QUARTET NO. 4, BB. 95
Béla Bartók

QUARTET NO. 4, BB. 95

Béla Bartók
(b. Nagyszentmiklós, Hungary [now Sînnicolau Mare, Romania], March 25, 1881; d. New York, September 26, 1945)

Composed 1928; 22 minutes


“In order to really feel the vitality of folk music, one must have lived it – and this is only possible when one comes to know it through direct contact with the peasants,” Bartók said in a lecture in the 1920s. In his six string quartets, Bartók probes deep into the traditional music of the Hungarian people, into music he learned at the source in the countryside, by collecting, analyzing and cataloging thousands of folk songs.

Bartók’s Fourth Quartet is one of his finest creations and puts the greatest demands on both performer and listener. Its influence on Bartók’s own music and on that of subsequent composers of string quartets is immense. The Fourth is the first in which he uses the arch-like structure he was to explore further in such works as the Concerto for Orchestra.

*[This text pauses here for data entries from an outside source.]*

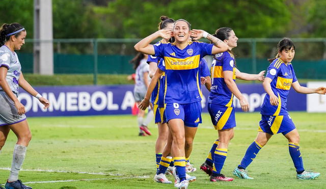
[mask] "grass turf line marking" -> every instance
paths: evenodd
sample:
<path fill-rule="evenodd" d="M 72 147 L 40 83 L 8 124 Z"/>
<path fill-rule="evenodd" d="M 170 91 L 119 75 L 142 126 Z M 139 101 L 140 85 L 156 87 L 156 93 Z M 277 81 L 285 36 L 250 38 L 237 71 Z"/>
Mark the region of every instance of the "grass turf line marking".
<path fill-rule="evenodd" d="M 0 170 L 8 170 L 10 171 L 10 168 L 0 168 Z M 77 174 L 87 174 L 89 175 L 110 175 L 110 176 L 125 176 L 124 175 L 117 173 L 113 174 L 111 173 L 94 173 L 94 172 L 77 172 L 77 171 L 55 171 L 55 170 L 42 170 L 41 169 L 22 169 L 20 170 L 20 171 L 32 171 L 32 172 L 52 172 L 52 173 L 77 173 Z"/>

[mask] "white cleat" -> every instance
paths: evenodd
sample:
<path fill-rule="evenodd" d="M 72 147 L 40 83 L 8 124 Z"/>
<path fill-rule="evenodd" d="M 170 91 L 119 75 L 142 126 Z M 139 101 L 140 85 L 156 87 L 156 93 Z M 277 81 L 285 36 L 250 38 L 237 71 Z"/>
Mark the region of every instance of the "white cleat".
<path fill-rule="evenodd" d="M 165 175 L 163 173 L 160 173 L 158 175 L 155 175 L 154 177 L 154 181 L 156 182 L 162 183 L 164 184 L 171 184 L 172 182 L 168 180 L 166 177 Z"/>
<path fill-rule="evenodd" d="M 184 180 L 180 182 L 175 182 L 174 187 L 179 189 L 187 189 L 188 184 L 189 184 L 189 182 L 187 180 Z"/>

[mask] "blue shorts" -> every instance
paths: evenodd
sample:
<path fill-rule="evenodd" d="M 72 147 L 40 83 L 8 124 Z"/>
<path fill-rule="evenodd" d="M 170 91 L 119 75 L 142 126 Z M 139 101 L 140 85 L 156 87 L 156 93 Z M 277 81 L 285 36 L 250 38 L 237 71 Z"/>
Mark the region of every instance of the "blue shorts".
<path fill-rule="evenodd" d="M 202 104 L 201 101 L 186 104 L 168 103 L 165 104 L 167 121 L 181 119 L 188 127 L 197 127 L 202 123 Z"/>
<path fill-rule="evenodd" d="M 277 116 L 262 115 L 258 131 L 270 134 L 282 133 L 285 135 L 295 128 L 295 126 L 288 115 Z"/>
<path fill-rule="evenodd" d="M 159 107 L 158 104 L 154 104 L 153 109 L 154 115 L 155 116 L 155 123 L 161 123 L 163 124 L 166 123 L 167 119 L 165 116 L 164 107 Z"/>
<path fill-rule="evenodd" d="M 236 126 L 234 107 L 208 103 L 208 113 L 215 130 L 224 130 Z"/>

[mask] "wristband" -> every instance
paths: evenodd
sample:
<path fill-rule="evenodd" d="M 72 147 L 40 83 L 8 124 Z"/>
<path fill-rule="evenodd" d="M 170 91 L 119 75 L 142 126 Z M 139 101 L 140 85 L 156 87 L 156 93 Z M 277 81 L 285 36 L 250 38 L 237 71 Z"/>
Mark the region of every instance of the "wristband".
<path fill-rule="evenodd" d="M 203 37 L 204 37 L 205 38 L 207 38 L 208 35 L 208 33 L 207 32 L 204 32 L 204 33 L 203 34 Z"/>
<path fill-rule="evenodd" d="M 42 97 L 42 95 L 41 95 L 39 93 L 37 93 L 36 96 L 35 96 L 35 98 L 37 98 L 38 99 L 39 99 L 41 97 Z"/>

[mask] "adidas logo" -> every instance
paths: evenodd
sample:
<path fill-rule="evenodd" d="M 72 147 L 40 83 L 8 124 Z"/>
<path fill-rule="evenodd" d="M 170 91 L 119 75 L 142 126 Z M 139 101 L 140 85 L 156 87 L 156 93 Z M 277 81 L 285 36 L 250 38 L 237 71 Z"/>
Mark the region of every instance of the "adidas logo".
<path fill-rule="evenodd" d="M 195 123 L 198 123 L 199 122 L 199 121 L 200 121 L 199 120 L 199 118 L 197 118 L 197 120 L 196 120 L 196 121 L 195 121 Z"/>

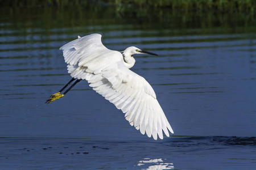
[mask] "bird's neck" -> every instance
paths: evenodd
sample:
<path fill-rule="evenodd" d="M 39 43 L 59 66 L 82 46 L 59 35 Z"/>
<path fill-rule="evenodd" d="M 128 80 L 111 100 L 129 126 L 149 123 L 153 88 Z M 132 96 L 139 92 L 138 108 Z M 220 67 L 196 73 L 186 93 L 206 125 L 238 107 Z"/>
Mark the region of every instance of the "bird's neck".
<path fill-rule="evenodd" d="M 130 69 L 133 67 L 135 62 L 135 60 L 134 58 L 131 57 L 130 54 L 128 54 L 125 52 L 122 53 L 123 59 L 123 64 L 128 69 Z"/>

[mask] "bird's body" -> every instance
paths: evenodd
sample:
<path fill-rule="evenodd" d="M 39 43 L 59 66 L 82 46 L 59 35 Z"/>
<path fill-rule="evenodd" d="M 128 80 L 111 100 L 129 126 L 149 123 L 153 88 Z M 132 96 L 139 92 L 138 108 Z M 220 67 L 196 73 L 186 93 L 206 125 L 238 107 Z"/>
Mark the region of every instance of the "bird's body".
<path fill-rule="evenodd" d="M 150 84 L 131 71 L 135 54 L 154 53 L 131 46 L 122 53 L 106 48 L 101 35 L 92 34 L 73 40 L 61 46 L 68 70 L 73 78 L 61 90 L 52 95 L 50 103 L 65 95 L 60 92 L 73 80 L 86 80 L 89 86 L 125 113 L 125 118 L 142 134 L 156 139 L 163 139 L 163 132 L 174 133 Z M 75 84 L 74 83 L 74 84 Z M 74 86 L 73 84 L 72 86 Z"/>

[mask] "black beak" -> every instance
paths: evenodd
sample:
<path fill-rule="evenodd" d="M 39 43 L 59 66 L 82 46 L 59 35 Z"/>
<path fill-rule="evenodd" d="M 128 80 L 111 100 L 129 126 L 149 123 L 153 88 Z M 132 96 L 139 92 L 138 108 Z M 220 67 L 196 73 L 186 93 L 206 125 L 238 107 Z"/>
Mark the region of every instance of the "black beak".
<path fill-rule="evenodd" d="M 142 53 L 150 54 L 150 55 L 158 56 L 156 54 L 155 54 L 155 53 L 151 53 L 151 52 L 146 52 L 146 51 L 143 51 L 143 50 L 141 50 L 141 51 L 139 51 L 139 52 L 141 52 Z"/>

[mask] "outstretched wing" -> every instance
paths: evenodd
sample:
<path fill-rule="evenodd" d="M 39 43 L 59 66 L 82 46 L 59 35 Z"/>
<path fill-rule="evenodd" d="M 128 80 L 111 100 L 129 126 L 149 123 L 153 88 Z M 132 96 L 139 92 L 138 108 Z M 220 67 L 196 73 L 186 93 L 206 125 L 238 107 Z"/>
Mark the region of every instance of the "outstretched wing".
<path fill-rule="evenodd" d="M 107 49 L 101 35 L 93 34 L 71 41 L 60 49 L 63 51 L 68 73 L 77 79 L 85 79 L 97 93 L 125 113 L 131 126 L 163 139 L 174 133 L 156 100 L 150 84 L 123 63 L 122 54 Z"/>

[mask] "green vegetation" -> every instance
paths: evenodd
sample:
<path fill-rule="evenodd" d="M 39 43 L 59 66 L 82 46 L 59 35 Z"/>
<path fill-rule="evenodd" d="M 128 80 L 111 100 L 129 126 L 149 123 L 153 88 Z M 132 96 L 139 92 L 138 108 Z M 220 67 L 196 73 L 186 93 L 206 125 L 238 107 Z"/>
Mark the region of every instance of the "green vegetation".
<path fill-rule="evenodd" d="M 91 7 L 96 5 L 114 6 L 117 10 L 127 6 L 170 8 L 185 11 L 218 10 L 229 12 L 250 11 L 256 8 L 255 0 L 0 0 L 1 7 L 62 7 L 65 6 Z"/>

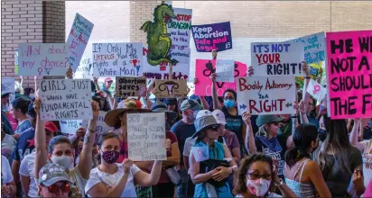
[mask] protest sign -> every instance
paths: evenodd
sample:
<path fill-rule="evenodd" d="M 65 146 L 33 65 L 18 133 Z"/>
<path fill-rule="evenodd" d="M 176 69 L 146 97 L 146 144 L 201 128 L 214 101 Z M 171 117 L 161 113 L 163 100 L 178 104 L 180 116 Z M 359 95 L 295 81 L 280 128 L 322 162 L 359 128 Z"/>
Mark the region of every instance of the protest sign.
<path fill-rule="evenodd" d="M 198 78 L 198 83 L 195 84 L 195 94 L 200 96 L 210 96 L 212 81 L 210 80 L 210 75 L 215 72 L 216 60 L 209 59 L 196 59 L 195 64 L 195 77 Z M 237 76 L 246 76 L 246 65 L 235 61 L 234 65 L 234 81 Z M 222 96 L 223 93 L 227 89 L 236 89 L 236 83 L 216 83 L 217 94 Z"/>
<path fill-rule="evenodd" d="M 296 101 L 294 76 L 239 77 L 237 111 L 252 115 L 293 114 Z"/>
<path fill-rule="evenodd" d="M 153 13 L 154 18 L 158 20 L 143 24 L 141 30 L 147 32 L 148 46 L 143 50 L 144 75 L 147 78 L 169 79 L 170 64 L 174 66 L 171 74 L 172 79 L 189 77 L 191 14 L 191 9 L 172 8 L 163 4 Z M 163 28 L 163 22 L 166 22 L 166 32 Z"/>
<path fill-rule="evenodd" d="M 141 76 L 142 43 L 93 43 L 94 76 Z"/>
<path fill-rule="evenodd" d="M 91 79 L 93 77 L 91 61 L 90 58 L 81 58 L 80 64 L 79 64 L 78 68 L 74 73 L 75 79 Z"/>
<path fill-rule="evenodd" d="M 76 14 L 71 31 L 66 43 L 69 45 L 70 65 L 75 72 L 80 63 L 88 40 L 93 30 L 93 23 L 79 14 Z"/>
<path fill-rule="evenodd" d="M 223 51 L 232 49 L 229 22 L 192 25 L 192 36 L 198 52 Z"/>
<path fill-rule="evenodd" d="M 90 80 L 41 80 L 39 87 L 42 121 L 92 118 Z"/>
<path fill-rule="evenodd" d="M 164 112 L 127 113 L 128 158 L 166 160 Z"/>
<path fill-rule="evenodd" d="M 143 96 L 145 97 L 146 92 L 145 77 L 118 77 L 116 76 L 115 96 Z"/>
<path fill-rule="evenodd" d="M 155 80 L 156 98 L 183 98 L 187 97 L 187 94 L 186 80 Z"/>
<path fill-rule="evenodd" d="M 14 93 L 14 78 L 1 76 L 1 94 Z"/>
<path fill-rule="evenodd" d="M 60 131 L 63 133 L 76 134 L 79 128 L 81 127 L 81 120 L 60 121 Z"/>
<path fill-rule="evenodd" d="M 234 69 L 233 59 L 218 59 L 216 61 L 216 82 L 234 83 Z"/>
<path fill-rule="evenodd" d="M 306 91 L 317 101 L 321 101 L 327 94 L 327 89 L 313 79 L 310 80 Z"/>
<path fill-rule="evenodd" d="M 66 76 L 70 68 L 66 43 L 18 45 L 19 76 Z"/>
<path fill-rule="evenodd" d="M 302 76 L 304 50 L 293 42 L 252 42 L 254 76 Z"/>
<path fill-rule="evenodd" d="M 330 117 L 371 117 L 372 31 L 327 32 L 326 37 Z"/>
<path fill-rule="evenodd" d="M 98 120 L 97 121 L 96 131 L 99 135 L 103 132 L 108 132 L 109 130 L 114 130 L 113 127 L 107 126 L 105 122 L 105 115 L 107 113 L 107 112 L 99 111 Z M 85 129 L 88 129 L 88 120 L 83 120 L 81 126 Z"/>

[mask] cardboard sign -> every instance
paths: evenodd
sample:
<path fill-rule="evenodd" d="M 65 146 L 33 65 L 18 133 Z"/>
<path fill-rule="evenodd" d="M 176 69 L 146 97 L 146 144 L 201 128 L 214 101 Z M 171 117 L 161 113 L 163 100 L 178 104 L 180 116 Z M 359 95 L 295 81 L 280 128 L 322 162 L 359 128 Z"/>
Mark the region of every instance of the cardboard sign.
<path fill-rule="evenodd" d="M 186 80 L 155 80 L 156 98 L 187 97 Z"/>
<path fill-rule="evenodd" d="M 293 114 L 296 101 L 294 76 L 239 77 L 237 111 L 252 115 Z"/>
<path fill-rule="evenodd" d="M 70 68 L 66 43 L 18 45 L 19 76 L 66 76 Z"/>
<path fill-rule="evenodd" d="M 76 134 L 79 128 L 81 127 L 81 120 L 60 121 L 60 131 L 68 134 Z"/>
<path fill-rule="evenodd" d="M 70 65 L 75 72 L 80 63 L 88 40 L 93 30 L 93 23 L 79 14 L 76 14 L 71 31 L 66 43 L 70 50 Z"/>
<path fill-rule="evenodd" d="M 327 32 L 326 37 L 330 117 L 371 117 L 372 31 Z"/>
<path fill-rule="evenodd" d="M 303 76 L 301 62 L 304 50 L 293 42 L 252 42 L 254 76 Z"/>
<path fill-rule="evenodd" d="M 210 75 L 215 72 L 216 60 L 209 59 L 196 59 L 195 64 L 195 77 L 199 82 L 195 84 L 195 94 L 200 96 L 210 96 L 212 81 L 210 80 Z M 237 76 L 246 76 L 246 65 L 235 61 L 234 65 L 234 81 L 237 81 Z M 217 82 L 217 94 L 219 96 L 222 96 L 223 93 L 227 89 L 236 89 L 236 83 L 220 83 Z"/>
<path fill-rule="evenodd" d="M 93 77 L 92 59 L 90 58 L 82 57 L 80 64 L 78 66 L 74 73 L 75 79 L 91 79 Z"/>
<path fill-rule="evenodd" d="M 105 116 L 107 112 L 102 112 L 99 111 L 99 116 L 98 116 L 98 121 L 97 122 L 97 126 L 96 126 L 96 131 L 99 135 L 103 132 L 108 132 L 109 130 L 114 130 L 113 127 L 107 126 L 105 122 Z M 81 123 L 81 126 L 85 127 L 85 129 L 88 129 L 88 120 L 84 120 Z"/>
<path fill-rule="evenodd" d="M 216 61 L 216 82 L 234 83 L 233 59 L 218 59 Z"/>
<path fill-rule="evenodd" d="M 127 113 L 128 158 L 166 160 L 164 112 Z"/>
<path fill-rule="evenodd" d="M 93 43 L 94 76 L 141 76 L 142 43 Z"/>
<path fill-rule="evenodd" d="M 115 84 L 115 96 L 146 96 L 145 77 L 117 77 Z"/>
<path fill-rule="evenodd" d="M 41 80 L 39 87 L 42 121 L 92 118 L 90 80 Z"/>
<path fill-rule="evenodd" d="M 191 147 L 191 152 L 196 162 L 205 161 L 209 158 L 209 147 Z"/>
<path fill-rule="evenodd" d="M 325 34 L 323 32 L 291 40 L 299 43 L 304 51 L 304 60 L 312 68 L 320 69 L 321 63 L 325 61 Z"/>
<path fill-rule="evenodd" d="M 327 94 L 327 89 L 313 79 L 310 80 L 306 91 L 317 101 L 321 101 Z"/>
<path fill-rule="evenodd" d="M 232 49 L 229 22 L 192 25 L 192 36 L 198 52 L 223 51 Z"/>
<path fill-rule="evenodd" d="M 1 76 L 1 94 L 14 93 L 14 78 Z"/>

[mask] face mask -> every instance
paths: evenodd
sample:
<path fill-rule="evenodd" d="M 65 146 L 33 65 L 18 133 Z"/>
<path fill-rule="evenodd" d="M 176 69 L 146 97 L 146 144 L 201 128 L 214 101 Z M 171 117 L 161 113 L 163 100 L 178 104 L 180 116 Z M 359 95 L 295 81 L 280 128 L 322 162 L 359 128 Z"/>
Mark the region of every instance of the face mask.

In it, the two outer movements are related, both in terms of thematic material and the shared tonality of C major. The second and fourth movements are again related. Both are scherzo-like, with the second played muted throughout and the fourth played pizzicato throughout. The key of the second is E-flat, a third above C, while the theme of the fourth is A-flat, a third below C. The symmetry is sustained in the central, slow movement, which falls into an ABA form, thereby completing an overall arch: ABCBA. 

Bartók’s Fourth Quartet is virtually without themes. Instead, short motifs are rigorously developed. The first movement is based entirely on a six-note cello fragment, which moves stepwise upwards from B-flat to D-flat, then down again. The slow movement is flanked by the scurrying second movement and the related fourth where Bartók introduces a
variety of pizzicato sounds, including the so-called ‘Bartók pizzicato’ where the string is snapped hard against the fingerboard of the instrument. In this evocative slow movement, we hear several urgent, yet melancholy cello rhapsodies at the outset, based on the sounds of an ancient Hungarian folk instrument, a sort of clarinet, called a táragotó. They are soon heard in combination with the haunting and very Bartókian ‘night music’ of bird song and insect sounds of the central section. The finale is a ferocious Magyar dance, thrilling in its energy, exuberant in its forward drive.